San Ignacio de Antioquía, obispo y mártir

Martirizado alrededor del año 107, se recuerda el 17 de octubre.

Entre los modelos de santidad pastoral, recordamos a San Ignacio de Antioquia, extraordinario obispo y mártir, discípulo de Juan evangelista. Su testimonio de santidad y de pasión por la comunión eclesial puede ayudarnos a vivir nuestra misión y progresar en el camino de santidad.

 

Etimología del nombre: Ignacio = de fuego, del latín: igneus = ígneo.

Símbolo: el cayado (bastón pastoral), y la palma del martirio.

 

Fue el tercer obispo de Antioquía, en Siria, tercera metrópoli del mundo antiguo después de Roma y Alejandría de Egipto, y de la cual san Pedro fue el primer obispo. No era ciudadano romano, y se cree que no fue cristiano de nacimiento, sino que se convirtió tardíamente. Mientras era obispo de Antioquía, el Emperador romano Trajano dio inicio a su persecución. Arrestado y condenado, Ignacio fue conducido, encadenado, de Antioquía a Roma, donde se preparaban las fiestas en honor del Emperador, y los cristianos debían servir de espectáculo, en el circo, destrozados por las fieras.
 

Durante el viaje de Antioquía a Roma, Ignacio escribió siete cartas, en las cuales exhortaba a los cristianos a alejarse del pecado, a cuidarse de los errores, a mantener la unidad de la Iglesia. Otra cosa pedía, sobre todo a los cristianos de Roma: de non intervenir en su favor y de no salvarlo del martirio. En el año 107 fue desmembrado por las fieras, hacia las cuales demostró gran ternura. «Acarícienlas - escribía – a fin de que sean mi tumba, y no dejen nada de mi cuerpo, para que mi funeral no sea costoso para nadie».
 

En el Martirologio Romano leemos: Memoria de san Ignacio, obispo y mártir, discípulo de san Juan Apóstol, que guió, después de san Pedro, la Iglesia de Antioquia. Condenado a las fieras bajo el Emperador Trajano, fue llevado a Roma donde fue coronado de un glorioso martirio; durante el viaje, mientras experimentaba la ferocidad de los guardias, semejante a la de los leopardos, escribió siete cartas a diversas Iglesias, en las cuales exhortaba a los hermanos a servir a Dios en comunión con los obispos, y a no impedir que fuese inmolado como víctima por Cristo.

 

 

Así escribió a los cristianos di Éfeso:

““No os hablo con autoridad, como si fuera alguien. Pues, aunque estoy encarcelado por el nombre de Cristo, todavía no he llegado a la perfección en Jesucristo. Ahora, precisamente, es cuando empiezo a ser discípulo suyo y os hablo como a mis condiscípulos. Porque lo que necesito más bien es ser fortalecido por vuestra fe, por vuestras exhortaciones, vuestra paciencia, vuestra ecuanimidad. Pero, como el amor que os tengo me obliga a hablaros también acerca de vosotros, por esto me adelanto a exhortaros a que viváis unidos en el sentir de Dios.”

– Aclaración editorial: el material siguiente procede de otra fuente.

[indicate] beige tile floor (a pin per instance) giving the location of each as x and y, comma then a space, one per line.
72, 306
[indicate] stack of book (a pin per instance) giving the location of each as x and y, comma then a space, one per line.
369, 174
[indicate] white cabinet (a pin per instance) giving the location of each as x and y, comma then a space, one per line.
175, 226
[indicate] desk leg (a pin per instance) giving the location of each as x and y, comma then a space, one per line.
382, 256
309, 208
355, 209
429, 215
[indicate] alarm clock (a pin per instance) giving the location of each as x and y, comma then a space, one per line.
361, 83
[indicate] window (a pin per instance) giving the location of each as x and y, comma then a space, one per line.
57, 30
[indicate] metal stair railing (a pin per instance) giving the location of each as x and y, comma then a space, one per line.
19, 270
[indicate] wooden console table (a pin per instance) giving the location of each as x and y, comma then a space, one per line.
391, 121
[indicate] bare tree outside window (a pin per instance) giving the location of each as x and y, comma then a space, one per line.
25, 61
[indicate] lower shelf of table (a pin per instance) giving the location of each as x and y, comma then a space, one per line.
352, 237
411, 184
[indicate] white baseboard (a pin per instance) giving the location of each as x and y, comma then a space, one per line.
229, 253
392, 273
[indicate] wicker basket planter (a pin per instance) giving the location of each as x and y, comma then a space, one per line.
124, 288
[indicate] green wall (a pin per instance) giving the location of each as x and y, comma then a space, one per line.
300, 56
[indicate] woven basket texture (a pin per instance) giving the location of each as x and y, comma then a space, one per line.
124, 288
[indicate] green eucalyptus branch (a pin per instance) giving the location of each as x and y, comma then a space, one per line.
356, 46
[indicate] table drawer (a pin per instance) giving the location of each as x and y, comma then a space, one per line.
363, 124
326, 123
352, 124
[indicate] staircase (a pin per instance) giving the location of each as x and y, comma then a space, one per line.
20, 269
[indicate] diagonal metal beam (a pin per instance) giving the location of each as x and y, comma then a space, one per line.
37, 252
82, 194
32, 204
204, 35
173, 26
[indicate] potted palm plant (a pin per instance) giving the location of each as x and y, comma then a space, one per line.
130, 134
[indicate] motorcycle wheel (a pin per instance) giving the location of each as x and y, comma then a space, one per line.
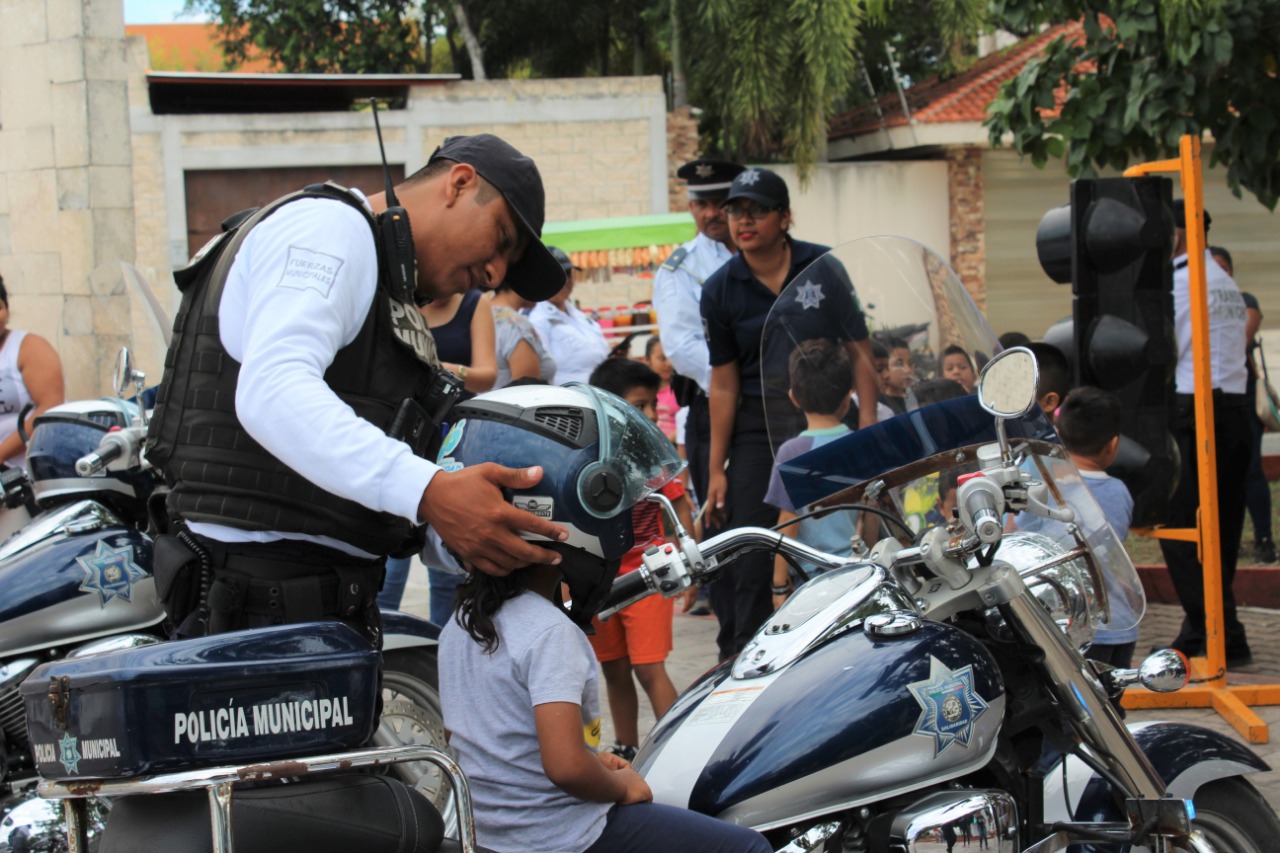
1234, 817
412, 716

Carta a los Efesios, 2,2-5,2

 

Y a los cristianos de Roma, que estaba por encontrar:

“Mi amor está crucificado y ya no queda en mí el fuego de los deseos terrenos; únicamente siento en mi interior la voz de una agua viva que me habla y me dice: «Ven al Padre». No encuentro ya deleite en el alimento material ni en los placeres de este mundo. Lo que deseo es el pan de Dios, que es la carne de Jesucristo, de la descendencia de David, y la bebida de su sangre, que es la caridad incorruptible.
Dejad que sea pasto de las fieras, ya que ello me hará posible alcanzar a Dios. Soy trigo de Dios, y he de ser molido por los dientes de las fieras, para llegar a ser pan limpio de Cristo. Rogad por mí a Cristo, para que, por medio de esos instrumentos, llegue a ser una víctima para Dios.
De nada me servirían los placeres terrenales ni los reinos de este mundo. Prefiero morir en Cristo Jesús que reinar en los confines de la tierra. Todo mi deseo y mi voluntad están puestos en aquel que por nosotros murió y resucitó. Se acerca ya el momento de mi nacimiento a la vida nueva.”